# JTable sortieren und dann getSelectedRow



## M_Kay (6. Juli 2007)

Hi,

mein "großes Projekt" nähert sich nun dem Ende und so habe ich als Feinschliff jeder JTable noch schön einen Sorter hinzugefügt mit speziellen Compare'rn.
Das Sortieren funktioniert auch einwandfrei.

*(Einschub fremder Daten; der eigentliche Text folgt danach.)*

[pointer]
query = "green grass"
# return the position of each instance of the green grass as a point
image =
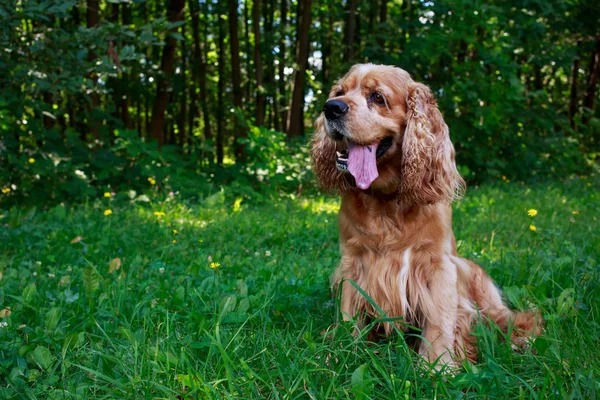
(167, 325)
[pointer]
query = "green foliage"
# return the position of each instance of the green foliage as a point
(218, 298)
(80, 100)
(276, 162)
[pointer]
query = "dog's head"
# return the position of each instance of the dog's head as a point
(382, 132)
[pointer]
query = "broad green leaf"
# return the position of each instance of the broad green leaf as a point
(362, 386)
(91, 279)
(43, 357)
(29, 293)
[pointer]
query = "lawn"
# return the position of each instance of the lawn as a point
(218, 298)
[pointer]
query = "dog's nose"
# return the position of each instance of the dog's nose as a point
(334, 109)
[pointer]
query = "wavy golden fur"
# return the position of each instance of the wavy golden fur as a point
(396, 237)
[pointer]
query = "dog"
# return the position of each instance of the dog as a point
(382, 144)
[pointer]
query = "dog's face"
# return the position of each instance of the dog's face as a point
(381, 131)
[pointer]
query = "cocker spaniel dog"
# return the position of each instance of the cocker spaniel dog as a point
(382, 143)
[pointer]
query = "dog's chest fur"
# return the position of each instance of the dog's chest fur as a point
(388, 262)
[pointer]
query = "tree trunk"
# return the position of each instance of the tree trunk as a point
(296, 120)
(269, 15)
(588, 101)
(282, 79)
(236, 78)
(573, 100)
(248, 94)
(125, 116)
(382, 22)
(199, 70)
(92, 19)
(220, 89)
(260, 96)
(183, 98)
(163, 85)
(350, 26)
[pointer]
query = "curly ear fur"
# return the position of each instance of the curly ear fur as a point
(322, 151)
(429, 173)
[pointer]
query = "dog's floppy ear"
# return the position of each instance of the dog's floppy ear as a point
(323, 153)
(429, 173)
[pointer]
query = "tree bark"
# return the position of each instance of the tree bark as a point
(163, 86)
(282, 80)
(92, 20)
(573, 99)
(220, 89)
(269, 73)
(588, 101)
(382, 22)
(183, 96)
(236, 78)
(249, 54)
(296, 120)
(199, 70)
(260, 96)
(125, 116)
(350, 26)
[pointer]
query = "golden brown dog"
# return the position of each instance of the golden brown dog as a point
(382, 143)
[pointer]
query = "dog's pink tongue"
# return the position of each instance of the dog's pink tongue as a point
(362, 164)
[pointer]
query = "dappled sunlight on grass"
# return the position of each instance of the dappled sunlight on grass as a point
(224, 278)
(319, 205)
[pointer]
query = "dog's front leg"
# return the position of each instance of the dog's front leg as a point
(440, 314)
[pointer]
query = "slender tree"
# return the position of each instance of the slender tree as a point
(220, 89)
(573, 97)
(163, 87)
(283, 105)
(93, 20)
(296, 120)
(236, 77)
(260, 90)
(199, 70)
(594, 68)
(350, 27)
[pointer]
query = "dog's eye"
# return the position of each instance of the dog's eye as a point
(377, 98)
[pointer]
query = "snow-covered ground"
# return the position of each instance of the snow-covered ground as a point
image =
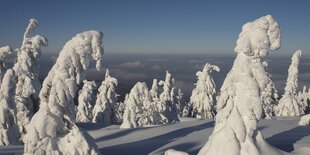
(189, 135)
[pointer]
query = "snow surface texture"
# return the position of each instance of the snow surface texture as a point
(9, 133)
(289, 104)
(86, 99)
(27, 71)
(239, 103)
(4, 52)
(104, 111)
(52, 129)
(140, 110)
(269, 97)
(203, 96)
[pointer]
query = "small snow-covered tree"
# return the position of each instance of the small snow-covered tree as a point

Vor dem Sortieren kann ich problemlos mit


> int SelectedRow = Table.getSelectedRow();
> TModel.getValueAt(SelectedRow, 0).....


auf die ausgewählte Zeile zugreifen.
Nach dem Sortieren liefert mir getSelectedRow zwar die ausgewählte Zeile, jedoch stimmt diese dann nicht mehr mit dem TableModel überein.
Wie kann ich trotzdem auf den richtigen Wert im TableModel zugreifen?

Gruss
M_Kay

Edit: Das Problem ist, dass ich hinter dem TableModel noch eine HashMap für nicht sichtbare Felder habe. Ansonsten könnte ich ja einfach mit TABLE.getValueat() auf die sortierten Felder zugreifen.
Die einzige Möglichkeit, die mir jetzt einfällt ist statt der Hashmap die unsichtbaren Felder ganz normal als Spalte der Table hinzuzufügen, allerdings mit einer maximalen und minimalen Breite von 0, sodass man die Spalte nicht sieht.
Hat evtl noch jemand eine andere Idee?

Edit: So, hab das jetzt mit dem Setzen der Spalten-Breite auf 0 gemacht. War das einfachste bei der bestehenden Struktur.


----------